Okay, who did I really care about? James or Dal? Tattoos or dibs? The tats were no biggie. In the closet, they hadn't mattered. But that closet scene still stung. It had been more embarrassing and painful than all of junior high, and I’d felt pummeled and groped and used. Tacky. Icky. Gross. Almost as bad as my nightmare in the rink last night. Okay, James had better do better than flowers very soon or I was done with him.
And I actually missed Dal. I really did. Well, I'd find someone else eventually. Maybe. And good for Harley. Really. I meant it. She'd finally found herself a man. One whose nose was the best on the planet for some things. I distracted myself from this morose thought by starting a new book, hand written on a yellow legal pad. But all I could write were brutal rape and murder scenes between thugs and their molls with knives and guns flashing. I ended up sublimating all creativity with a quart of chunky monkey ice cream and a Bette Davis movie full of revenge plots on her unfaithful lover.
Music Man was lucky at hearts Saturday afternoon. Except for his falling twice, he was fine. I really didn't understand why the caregivers had all had so much trouble with him. The worst thing he did was follow me into the bathroom spouting politically incorrect jokes about farmers' daughters. I shooed him out, and he yelled them through the door. So what? Well, some personal items, including my watch and hairbrush, did vanish. And big deal if there was emergency laundry for all six pairs of his pants in one day.
Saturday, I went online and answered nasty blogs and email aimed at my allegedly plagiarist self on MySpace and Blogspot and Facebook and anywhere else I saw it cropping up. But this just tripled the volume of vitriol and spread it wider, like a big, inflamed zit in the webisphere. So I logged off and watched my brothers' old Monty Python collection on video. And I still dreaded a call from Harley saying that she had eloped with Dal to Las Vegas and was now expecting a very large-nosed infant.
*
*
*
On Sunday morning, Music Man dripped pancake syrup on his frayed blue work shirt, one with holey elbows and missing buttons.

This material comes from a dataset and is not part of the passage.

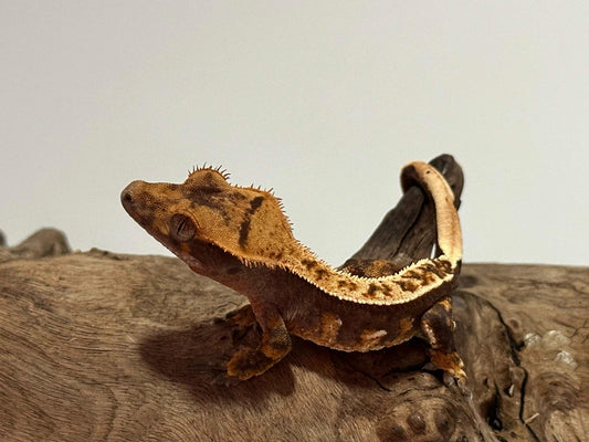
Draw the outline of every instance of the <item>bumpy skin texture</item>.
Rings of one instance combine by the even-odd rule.
[[[457,284],[462,235],[453,193],[431,166],[401,171],[433,201],[439,256],[399,269],[387,261],[354,262],[336,270],[293,236],[280,201],[270,192],[231,186],[212,168],[181,185],[134,181],[120,196],[125,210],[190,269],[245,295],[250,306],[230,320],[257,322],[262,343],[238,351],[228,373],[249,379],[291,350],[291,334],[344,351],[369,351],[413,336],[431,345],[431,360],[459,380],[450,294]]]

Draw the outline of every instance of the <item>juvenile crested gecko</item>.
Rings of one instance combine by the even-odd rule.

"Dad, your shirt's worn out. Shall we get you a new one?"
"Nah. Two good shirts is plenty. And all those stores make me tired. That store. What's it called? Aww. Come on." His voice rose.
"Target? Mervyn's?"
"Naw. You know."
I tried ten more store names, and he started yelling and stomped off down the hall. Boy, did I miss Dal.

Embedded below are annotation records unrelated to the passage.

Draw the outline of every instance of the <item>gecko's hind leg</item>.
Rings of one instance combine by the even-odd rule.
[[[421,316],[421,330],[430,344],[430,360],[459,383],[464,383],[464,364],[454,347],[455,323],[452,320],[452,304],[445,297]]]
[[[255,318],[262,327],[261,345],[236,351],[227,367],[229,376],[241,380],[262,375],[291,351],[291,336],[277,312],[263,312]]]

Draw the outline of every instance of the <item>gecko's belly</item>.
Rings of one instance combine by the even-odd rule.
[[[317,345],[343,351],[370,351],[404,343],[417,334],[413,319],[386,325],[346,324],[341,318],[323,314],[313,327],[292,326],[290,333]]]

Five minutes later, Music Man was back. "You know, Rhonda, sometimes, my memory plays tricks on me. I used to be able to remember all the U.S. presidents' birthdays and every battle of every war."
"And calculus." I sipped my tea. "Don't worry. Everybody forgets stuff. Listen, let's go to Penney's for some new shirts.”

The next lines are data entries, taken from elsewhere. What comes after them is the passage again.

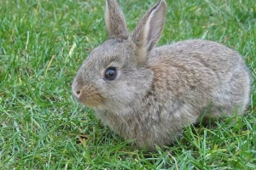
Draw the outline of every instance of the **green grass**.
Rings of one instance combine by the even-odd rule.
[[[156,1],[119,1],[130,30]],[[256,76],[256,3],[168,0],[160,44],[217,41]],[[0,1],[0,169],[256,169],[256,89],[244,117],[184,129],[157,153],[96,121],[71,95],[76,71],[107,38],[104,1]],[[253,86],[255,87],[255,86]]]

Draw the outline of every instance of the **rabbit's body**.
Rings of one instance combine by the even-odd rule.
[[[152,150],[171,144],[207,109],[208,117],[243,114],[250,94],[241,56],[224,45],[187,40],[154,48],[165,8],[160,1],[129,36],[117,3],[108,0],[109,39],[88,56],[73,83],[74,96],[105,125]]]

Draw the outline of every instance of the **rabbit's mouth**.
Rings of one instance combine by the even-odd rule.
[[[79,86],[78,83],[73,82],[72,90],[74,98],[85,106],[96,107],[102,103],[102,97],[90,83]]]

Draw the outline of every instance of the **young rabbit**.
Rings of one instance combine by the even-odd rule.
[[[155,144],[173,142],[206,109],[207,117],[245,112],[250,74],[239,54],[205,40],[155,48],[165,0],[143,16],[131,34],[116,0],[106,4],[108,38],[86,58],[72,88],[113,132],[155,150]]]

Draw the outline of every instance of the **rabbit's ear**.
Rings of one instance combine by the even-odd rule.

"No, thanks." His big hand settled on my arm. "But you know what you can do for me?"
I looked up from picking the bacon out of my eggs.
He squeezed my arm. "It's a big thing, I know. Would you promise me if I lose my memory you won't ever put me in one of those places like your mother and I looked at? They're awful. I didn't tell her, but I really belong here, in my own house. Not there. Promise?"